Tzotzil of San Bartolomé de los Llanos - Religion and Expressive Culture

San Bartoleños are Catholics. Resident priests lead Catholic services, perform church weddings, and teach Catholic doctrine. Folk Catholicism is practiced alongside the Catholicism of the priests, often without their approval. Protestant converts and families who became Jehovah's Witnesses in the 1940s were promptly denied access to communal lands and ejected from their homes in the Indian barrios.

The cult of San Miguel Arcángel illustrates syncretistic folk Catholicism. San Miguel has two feast days, one in early May, the other in late September, bracketing the local rainy season. Each fiesta is marked by a pilgrimage to the top of the mountain above Venustiano Carranza, a climb that takes more than an hour. Three large wooden crosses mark the place of celebration. The mountaintop rituals are led by Indians; priests do not attend. Tojolab'al speakers walk about 100 kilometers to participate, praying to San Miguel for rain. There are frequent explosions of ceremonial mortars and skyrockets, reputedly "to call the thunder." San Miguel clearly represents a rain god. Other saints and holy images also show syncretism, and Tzotzil prayers dedicated to them use the names and attributes of pre-Hispanic Maya deities.

Church-centered fiestas also have syncretistic elements. Riders wearing costumes recalling eighteenthcentury Spanish dress run ritual races at three fiestas. The beginning of Lent is marked by a costumed dance-drama reenacting the conquest of Chiapas by Spain. Saints' images are dressed in Indian clothes on their feast days. More private rites, such as the dedication of a new house, may include prayers led by a priest at one point and the sacrifice and ritual burial of a chicken after the priest leaves.

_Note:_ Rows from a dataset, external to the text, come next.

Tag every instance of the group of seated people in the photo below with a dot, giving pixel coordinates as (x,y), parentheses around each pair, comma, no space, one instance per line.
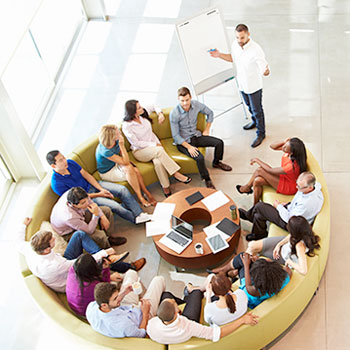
(93,280)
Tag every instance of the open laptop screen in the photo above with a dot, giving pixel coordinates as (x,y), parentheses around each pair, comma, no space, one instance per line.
(182,227)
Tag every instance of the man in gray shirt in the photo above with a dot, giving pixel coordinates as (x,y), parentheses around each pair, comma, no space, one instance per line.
(183,122)
(307,202)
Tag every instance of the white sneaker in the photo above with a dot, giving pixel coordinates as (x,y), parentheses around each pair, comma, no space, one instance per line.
(143,217)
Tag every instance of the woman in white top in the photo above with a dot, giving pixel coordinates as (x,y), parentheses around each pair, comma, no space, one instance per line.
(229,306)
(292,249)
(145,144)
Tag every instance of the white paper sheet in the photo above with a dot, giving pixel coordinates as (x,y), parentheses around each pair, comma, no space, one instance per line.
(154,228)
(215,200)
(163,211)
(212,230)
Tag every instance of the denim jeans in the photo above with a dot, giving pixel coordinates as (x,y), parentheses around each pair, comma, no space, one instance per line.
(204,141)
(81,241)
(129,209)
(254,104)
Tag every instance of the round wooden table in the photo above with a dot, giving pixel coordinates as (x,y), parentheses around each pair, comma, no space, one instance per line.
(191,214)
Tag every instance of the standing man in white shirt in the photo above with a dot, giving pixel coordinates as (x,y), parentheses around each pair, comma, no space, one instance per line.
(251,67)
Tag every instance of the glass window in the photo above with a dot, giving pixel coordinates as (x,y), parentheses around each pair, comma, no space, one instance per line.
(5,180)
(53,29)
(27,83)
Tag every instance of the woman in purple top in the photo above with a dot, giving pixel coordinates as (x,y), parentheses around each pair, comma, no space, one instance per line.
(82,278)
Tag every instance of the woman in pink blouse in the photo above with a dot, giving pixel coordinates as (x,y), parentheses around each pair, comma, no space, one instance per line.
(82,278)
(146,146)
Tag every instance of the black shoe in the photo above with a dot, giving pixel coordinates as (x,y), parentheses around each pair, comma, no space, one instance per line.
(257,141)
(187,181)
(116,240)
(222,166)
(249,126)
(167,194)
(209,184)
(238,187)
(251,237)
(242,214)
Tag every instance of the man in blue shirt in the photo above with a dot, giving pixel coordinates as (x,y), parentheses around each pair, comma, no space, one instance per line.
(183,122)
(115,312)
(68,174)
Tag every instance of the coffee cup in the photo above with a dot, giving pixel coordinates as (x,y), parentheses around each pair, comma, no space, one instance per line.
(137,288)
(199,248)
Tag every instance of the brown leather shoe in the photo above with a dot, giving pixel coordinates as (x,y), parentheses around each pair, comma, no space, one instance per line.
(209,184)
(222,166)
(138,264)
(116,240)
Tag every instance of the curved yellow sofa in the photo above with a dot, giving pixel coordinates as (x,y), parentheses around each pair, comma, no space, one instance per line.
(55,305)
(279,312)
(276,314)
(85,153)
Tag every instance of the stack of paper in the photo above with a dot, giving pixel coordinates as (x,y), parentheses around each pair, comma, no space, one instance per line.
(154,228)
(215,200)
(212,230)
(161,217)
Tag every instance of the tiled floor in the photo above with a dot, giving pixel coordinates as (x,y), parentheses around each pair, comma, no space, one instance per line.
(137,54)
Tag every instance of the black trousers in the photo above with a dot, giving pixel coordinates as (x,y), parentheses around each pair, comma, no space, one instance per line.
(237,264)
(259,214)
(204,141)
(193,302)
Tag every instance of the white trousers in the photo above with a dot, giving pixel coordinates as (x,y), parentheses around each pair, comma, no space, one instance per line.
(163,163)
(153,293)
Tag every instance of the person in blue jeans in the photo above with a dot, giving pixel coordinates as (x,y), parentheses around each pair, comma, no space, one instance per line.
(68,174)
(52,268)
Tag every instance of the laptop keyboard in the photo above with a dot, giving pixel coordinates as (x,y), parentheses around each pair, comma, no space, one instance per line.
(177,238)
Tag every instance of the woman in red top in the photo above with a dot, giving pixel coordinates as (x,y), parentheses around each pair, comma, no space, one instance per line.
(283,178)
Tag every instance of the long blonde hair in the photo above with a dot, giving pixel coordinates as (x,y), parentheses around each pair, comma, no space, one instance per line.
(107,135)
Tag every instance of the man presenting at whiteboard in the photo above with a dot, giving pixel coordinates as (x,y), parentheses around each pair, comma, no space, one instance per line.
(183,123)
(251,67)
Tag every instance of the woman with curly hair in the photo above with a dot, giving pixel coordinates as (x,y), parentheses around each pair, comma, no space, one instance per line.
(260,278)
(283,178)
(292,249)
(145,145)
(82,278)
(113,163)
(224,306)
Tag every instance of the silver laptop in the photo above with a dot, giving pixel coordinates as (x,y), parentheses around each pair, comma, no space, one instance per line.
(180,235)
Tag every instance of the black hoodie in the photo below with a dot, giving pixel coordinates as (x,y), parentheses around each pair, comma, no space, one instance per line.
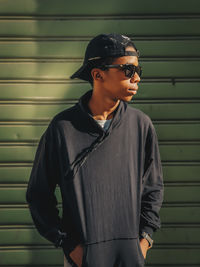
(110,181)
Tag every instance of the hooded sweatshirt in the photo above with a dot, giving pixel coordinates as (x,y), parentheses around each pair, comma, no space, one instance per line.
(110,180)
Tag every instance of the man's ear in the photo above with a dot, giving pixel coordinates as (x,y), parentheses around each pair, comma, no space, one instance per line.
(96,74)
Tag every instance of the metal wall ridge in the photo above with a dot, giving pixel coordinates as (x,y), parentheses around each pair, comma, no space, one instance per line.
(35,143)
(159,16)
(69,60)
(88,38)
(56,101)
(172,80)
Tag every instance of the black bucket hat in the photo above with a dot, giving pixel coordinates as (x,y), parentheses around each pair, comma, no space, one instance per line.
(103,46)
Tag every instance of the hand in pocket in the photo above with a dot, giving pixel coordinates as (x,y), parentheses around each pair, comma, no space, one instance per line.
(77,255)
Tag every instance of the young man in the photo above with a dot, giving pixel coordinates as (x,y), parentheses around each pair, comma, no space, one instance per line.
(104,156)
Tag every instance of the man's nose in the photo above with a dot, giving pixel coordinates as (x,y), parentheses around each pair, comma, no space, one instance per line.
(135,78)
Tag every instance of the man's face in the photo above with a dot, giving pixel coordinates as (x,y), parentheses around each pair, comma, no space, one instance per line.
(116,85)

Religio-medical beliefs affect much of what San Bartoleños do. According to those beliefs, every illness and misfortune has two simultaneous causes: those visible in the normal world and those coming from supernatural actions. Visible causes call for mundane remedies, such as treatment in a modern hospital. Supernatural causes (evil eye, witchcraft, magical fright, or soul loss) require supernatural treatment by ritual specialists and traditional healers. Much of ritual behavior is connected to beliefs about supernatural effects of interpersonal relationships.

Envy causes disease directly and is the most common pernicious supernatural force in society. Involuntary evil eye may indirectly bewitch a person. Anyone who has good fortune or who exhibits wealth publicly is a natural target for envy. In consequence, San Bartoleños are reluctant to take political or ceremonial office. Publicly visible individuals who suffer no ill show by that fact that they have strong spirits and enough power to defend themselves against supernatural attack. People believe that defensive power only comes from the power to cause misfortune to others; therefore, the visible person who survives envy must have witchcraft power. Witches who do not correct or legitimate their behavior are shunned and may be killed. Becoming a principal shows great supernatural power, contained by legitimization. Nonetheless, principales are individually feared.